Wight is my hero. As a former big man myself Wight is someone I've always identified with and adored, and I'm not alone. Like the rest of him, his heart is bigger than most. His performances transcend the boundaries of his art form.
Wight is a professional wrestler who works for World Wrestling Entertainment, the organisation once known as WWF. I first started watching wrestling when I was a kid. Thanks to shrewd marketing by the pseudo-sport's god-emperor Vince McMahon, my hero was Bret "Hitman" Hart (my sister fell for the blond-haired, leotard-wearing Mr Perfect). 20 years later I read Hart's autobiography and found it so fascinating I began watching again.
Most people's assumptions about WWE (the name change was down to a legal battle with the World Wildlife Fund – the pandas won) are that it's just oiled-up He-Men pretending to slap each other, then delivering monologues you or I would be unable to complete without bursting into laughter.
When I was a kid I believed wrestling was silly and fake, much as I loved it. (Perhaps that made it easier to make believe. I used to mock-wrestle pillows on the double bed in my parents' spare room, raising home-made championship belts aloft to an imaginary crowd while fake-grimacing under the exaggerated burden of the preceding light exercise.)
But there is a lot more to wrestling. As I returned to it after a significant hiatus and settled into its exhausting rhythm of non-televised "house shows", televised episodes (90 minutes each for WWE RAW and WWE SmackDown every week, excluding ad time) and pay-per-views (three hours, 13 times a year), I found myself drawn under the spell of three things that run throughout everything WWE does: the art of the wrestling itself, the storytelling, and what people in the business call "kayfabe".
The wrestling is exhausting.

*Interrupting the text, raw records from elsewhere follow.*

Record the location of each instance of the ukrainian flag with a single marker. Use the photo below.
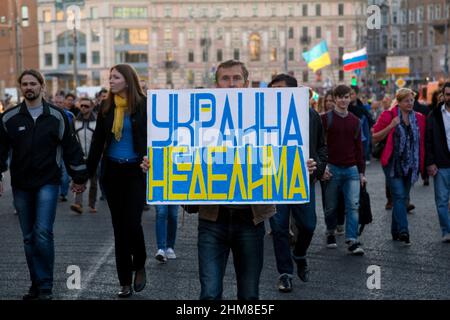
(318, 57)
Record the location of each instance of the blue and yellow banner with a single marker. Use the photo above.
(216, 146)
(318, 57)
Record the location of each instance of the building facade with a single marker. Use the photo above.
(178, 44)
(415, 28)
(18, 28)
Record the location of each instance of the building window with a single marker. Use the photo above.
(273, 54)
(94, 12)
(255, 47)
(130, 12)
(95, 35)
(291, 33)
(47, 37)
(95, 57)
(191, 56)
(48, 59)
(61, 58)
(305, 10)
(191, 34)
(341, 31)
(318, 32)
(291, 54)
(236, 55)
(25, 17)
(47, 15)
(305, 76)
(341, 9)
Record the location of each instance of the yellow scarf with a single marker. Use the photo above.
(119, 113)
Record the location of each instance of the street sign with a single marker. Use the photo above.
(400, 82)
(397, 65)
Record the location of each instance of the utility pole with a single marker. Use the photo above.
(75, 58)
(18, 45)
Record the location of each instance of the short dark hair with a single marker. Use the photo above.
(34, 73)
(70, 95)
(231, 63)
(341, 90)
(288, 79)
(446, 85)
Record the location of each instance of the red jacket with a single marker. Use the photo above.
(384, 120)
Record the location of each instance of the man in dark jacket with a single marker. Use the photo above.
(303, 214)
(437, 159)
(38, 133)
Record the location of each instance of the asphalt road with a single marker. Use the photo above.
(421, 271)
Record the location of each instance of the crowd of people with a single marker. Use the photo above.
(46, 141)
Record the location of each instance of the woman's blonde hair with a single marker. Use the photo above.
(403, 93)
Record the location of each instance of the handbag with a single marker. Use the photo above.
(365, 210)
(377, 149)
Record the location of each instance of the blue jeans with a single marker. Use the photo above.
(345, 180)
(65, 180)
(305, 220)
(245, 240)
(441, 196)
(166, 226)
(37, 210)
(400, 188)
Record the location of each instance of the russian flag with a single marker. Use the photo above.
(355, 60)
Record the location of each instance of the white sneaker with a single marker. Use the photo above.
(170, 254)
(161, 256)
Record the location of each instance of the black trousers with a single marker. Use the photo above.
(125, 192)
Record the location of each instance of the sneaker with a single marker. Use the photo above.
(355, 248)
(161, 256)
(285, 283)
(303, 270)
(331, 241)
(404, 237)
(340, 230)
(446, 238)
(77, 208)
(170, 254)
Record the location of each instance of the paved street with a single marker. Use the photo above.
(421, 271)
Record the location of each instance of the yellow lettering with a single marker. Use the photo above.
(214, 177)
(297, 174)
(237, 175)
(157, 183)
(177, 177)
(197, 174)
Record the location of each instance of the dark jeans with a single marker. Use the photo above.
(125, 191)
(37, 209)
(305, 220)
(235, 231)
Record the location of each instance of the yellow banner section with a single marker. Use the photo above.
(276, 179)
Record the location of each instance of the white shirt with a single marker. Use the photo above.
(446, 117)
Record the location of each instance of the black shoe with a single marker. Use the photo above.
(303, 270)
(285, 283)
(125, 292)
(140, 279)
(404, 237)
(45, 294)
(32, 294)
(331, 241)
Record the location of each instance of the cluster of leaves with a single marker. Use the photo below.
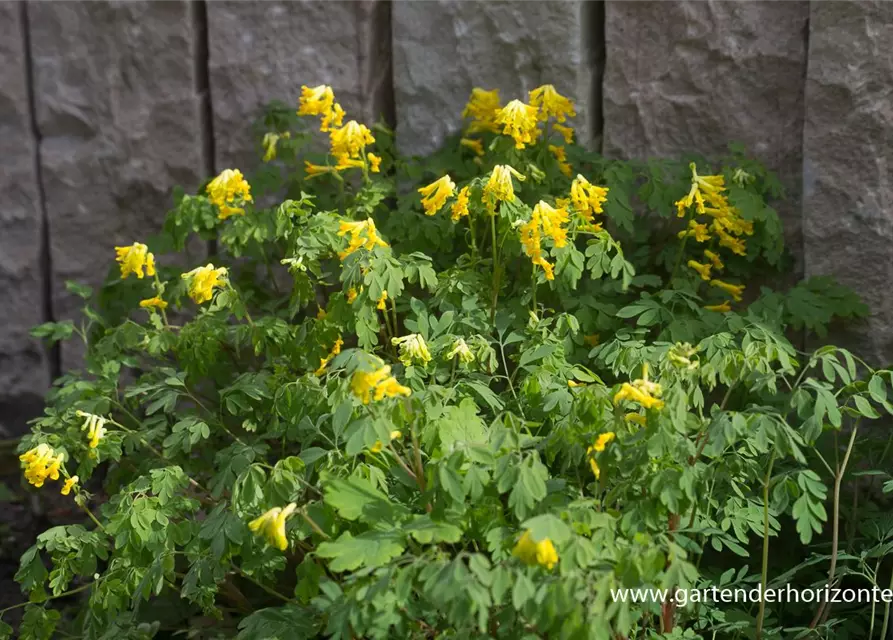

Top wrestlers are expected to perform in matches that can last as long as an hour several times per week, only breaking to travel, train, practice and make media and charity appearances. Wrestlers have to execute all their moves perfectly with barely a break or their bosses will stop relying on them, and it's backbreaking work: when you're next alone at home, try throwing yourself to the floor and getting back up every five seconds for half an hour and see how you do.
Mickey Rourke's 2008 film, The Wrestler, focuses on a fallen star working local circuits. It doesn't convey the sheer mental exhaustion the performers endure. For the WWE, you need to imagine the sequence where Mickey is sat in a broom cupboard planning a bout with his opponent and expand it by an order of magnitude.
In the old days you could whisper to one another about what you were going to do as you clinched at a corner turnbuckle. Nowadays there are cameras everywhere, so communication is limited.
Historically in wrestling, a few characters are "feuding" at any time. As well as a consistent narrative, it allows specific wrestlers to work together frequently, and these complementary relationships lead to more convincing bouts that demand less exertion and reduce the likelihood of injury. In recent years though, the storytelling behind the feuds has become nuanced, often drawing upon the histories of individuals.
Where the storylines are best, though, is when they encompass real-life animosities, because that's when kayfabe is at its most prominent and inventive.